As part of this year’s Rail Safety Week (RSW) initiative, CMET coordinated a real-life simulated collision scenario where representatives from ACT Policing and Emergency Services enacted the sequence of events after a pedestrian was struck and trapped by a light rail vehicle (LRV). The incident was run as a training exercise and even included students from Gungahlin College acting as injured passengers travelling on board.

CMET General Manager Tilo Franz said, “training exercises are crucial in rail operations to ensure that all agencies are prepared for worst case scenarios.”

What happened in today’s simulated light rail incident?

All the teams involved were briefed, and the incident officially began.

  • The driver radioed in to the CMET Operations Control Centre (OCC), advising of the incident
  • The OCC contacted emergency services
  • Emergency Services responded. First on-site were ACT Fire and Rescue (ACTF&R) who assessed the situation and triaged any on-board injuries and attended to the trapped person under the LRV.
  • ACT Ambulance Service (ACTAS) arrived at the scene and stabilised the patient
  • ACTF&R worked to lift the LRV to free the trapped person
  • ACTAS transport the now-freed injured person
  • At this point the scene would be handed over to ACT Police who begin an investigation into the cause of the incident. Once ACT Police complete the investigation they hand the site over to CMET to recover the LRV.
  • The LRV is assessed, and is attached to a vehicle called a Unimog to be towed away from the scene.

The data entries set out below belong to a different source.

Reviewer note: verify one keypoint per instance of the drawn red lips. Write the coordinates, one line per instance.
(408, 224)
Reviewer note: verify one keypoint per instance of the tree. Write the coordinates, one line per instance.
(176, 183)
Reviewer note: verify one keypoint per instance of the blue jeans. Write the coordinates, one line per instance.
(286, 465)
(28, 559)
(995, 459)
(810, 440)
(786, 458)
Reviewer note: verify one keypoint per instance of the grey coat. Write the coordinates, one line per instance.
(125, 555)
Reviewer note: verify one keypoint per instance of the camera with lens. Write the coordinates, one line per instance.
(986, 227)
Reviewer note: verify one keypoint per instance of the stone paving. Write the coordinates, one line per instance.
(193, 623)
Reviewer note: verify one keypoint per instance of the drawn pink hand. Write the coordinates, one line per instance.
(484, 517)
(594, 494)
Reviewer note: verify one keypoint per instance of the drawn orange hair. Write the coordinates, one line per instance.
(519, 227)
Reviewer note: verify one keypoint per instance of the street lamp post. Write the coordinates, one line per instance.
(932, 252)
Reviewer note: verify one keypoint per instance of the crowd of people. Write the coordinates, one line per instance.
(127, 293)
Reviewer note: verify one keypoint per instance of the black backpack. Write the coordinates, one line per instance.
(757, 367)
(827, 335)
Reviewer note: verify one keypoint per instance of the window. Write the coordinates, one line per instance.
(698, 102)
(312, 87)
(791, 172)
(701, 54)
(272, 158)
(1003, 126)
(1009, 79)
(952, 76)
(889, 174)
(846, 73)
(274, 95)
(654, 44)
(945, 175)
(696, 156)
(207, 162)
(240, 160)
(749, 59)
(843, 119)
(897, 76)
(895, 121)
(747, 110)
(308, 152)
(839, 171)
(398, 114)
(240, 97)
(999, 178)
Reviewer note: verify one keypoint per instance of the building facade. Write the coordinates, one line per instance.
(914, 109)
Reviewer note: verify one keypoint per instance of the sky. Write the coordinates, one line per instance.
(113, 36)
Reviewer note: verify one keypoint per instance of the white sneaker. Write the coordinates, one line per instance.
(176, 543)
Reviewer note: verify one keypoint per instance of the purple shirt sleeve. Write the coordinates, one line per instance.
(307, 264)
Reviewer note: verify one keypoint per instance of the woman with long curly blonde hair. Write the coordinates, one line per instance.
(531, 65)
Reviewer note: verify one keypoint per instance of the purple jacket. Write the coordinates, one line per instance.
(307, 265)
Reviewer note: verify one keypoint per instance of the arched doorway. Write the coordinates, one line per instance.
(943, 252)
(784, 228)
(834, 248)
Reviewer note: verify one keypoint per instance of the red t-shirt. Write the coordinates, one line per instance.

Is this how an incident response would occur in real life?

Today’s emergency exercise was as close to a real-life response as it could be, without impacting our passenger services. Throughout the exercise regular services continued to operate, where a real life collision would cause an impact to service.

Why run an emergency exercise?

Emergency exercises are run by operations and emergency services periodically to test the coordinated multi-departmental response required for incidents on the light rail. Just like fire drills are run to ensure everyone knows what to do to safely evacuate a building, incidents like the one run today are used to ensure all of the agencies involved are able to run through their procedures and ensure everyone knows what to do if an incident like this were every to happen on the light rail. Canberra’s light rail network has exceptional operational performance and safety records to-date, making the simulation of an incident response all the more important, ensuring the CMET team are able to keep their skills and knowledge under pressure up-to-date.

 

Every department from our organisation was involved today, including the Operation Control Centre (OCC), Engineering, Safety and Customer Service.  The training exercise was a tremendous success and we intend to practice similar events every year during RSW, to remind the community on the importance of paying attention and taking responsibility.